8.3. Limitation and Future Research Directions

(1)

This study primarily relies on qualitative indicators when constructing a safety resilience evaluation system for deep foundation pit construction, which results in a lack of quantitative basis for practical applications. While qualitative indicators help assess system resilience at the macro level, their limitation lies in the difficulty of conducting detailed analyses. Therefore, future research could incorporate more quantitative indicators and employ precise numerical methods to analyze safety resilience during construction processes, thereby enhancing the accuracy and operability of evaluations.

(2)

This study primarily investigates the resilience of construction safety systems when exposed to risk disturbances or accidents, though it does not restrict specific risk types or accident categories. Given that different risk scenarios may exert varying impacts on system resilience, future research could adopt targeted risk scenarios or accident types as case studies for specialized security resilience assessments. Such approaches would enhance the model’s applicability and practical value through evidence-based analysis.

(3)

Given the significant variations in geological conditions and project contexts across deep foundation pit engineering, developing targeted safety resilience assessment systems tailored to distinct geological characteristics and engineering types has become an urgent challenge. Future research should focus on different deep foundation pit engineering categories and geological environments, integrating specific project scenarios to conduct in-depth safety resilience studies. This approach will gradually establish replicable evaluation standards and methodologies, ultimately providing more precise resilience management solutions for practical engineering projects.

9. Conclusions

(1)

In light of China’s current research status on deep foundation pit engineering and the characteristics of such projects, this paper highlights the necessity for evaluating the resilience of safety systems in deep foundation pit construction.

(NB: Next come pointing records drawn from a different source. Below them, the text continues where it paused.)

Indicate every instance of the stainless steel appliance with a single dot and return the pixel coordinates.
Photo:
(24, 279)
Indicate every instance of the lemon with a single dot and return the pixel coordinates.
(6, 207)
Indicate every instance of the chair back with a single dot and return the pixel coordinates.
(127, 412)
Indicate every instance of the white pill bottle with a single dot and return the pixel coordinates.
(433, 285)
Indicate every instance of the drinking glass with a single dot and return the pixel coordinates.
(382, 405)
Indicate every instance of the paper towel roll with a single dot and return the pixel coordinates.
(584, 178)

It systematically reviews relevant literature on resilience assessment, defines the resilience of safety systems in deep foundation pit construction, and clarifies key resilience characteristics and common safety conditions, thereby laying a solid foundation for advancing theoretical research in safety management of deep foundation pit construction.

(2)

Based on the accident analysis and literature research, 24 resilience influencing factors are identified from the four characteristics of robustness, redundancy, efficiency, and adaptability and resilience. Through the IF-AHP entropy weight method, the combined weights were calculated, revealing that the impact on safety resilience ranks as follows: robustness (0.295) > redundancy (0.262) > efficiency (0.233) > adaptability (0.209). Additionally, a cross-criterion layer index system suitable for the safety of deep foundation pit construction is constructed, and the connotation of each resilience index is explained in detail.

(3)

This study employs a combined subjective–objective weighting method integrating entropy weighting and IFAHP to quantify the weights of resilience indicators. Based on relevant standards, specifications, expert opinions, and practical case studies, the evaluation metrics were transformed into cloud maps through membership degree calculations, ultimately determining the resilience levels for deep foundation pit construction safety. The system categorizes safety resilience into five distinct tiers, providing clear quantitative benchmarks for practical assessments. To address the inherent ambiguity and randomness in deep foundation pit safety evaluations, this research introduces an expandable cloud model. According to Table 9 and Table 10, through cloud map generation and membership degree calculations, the resilience levels for deep foundation pit construction safety are systematically established.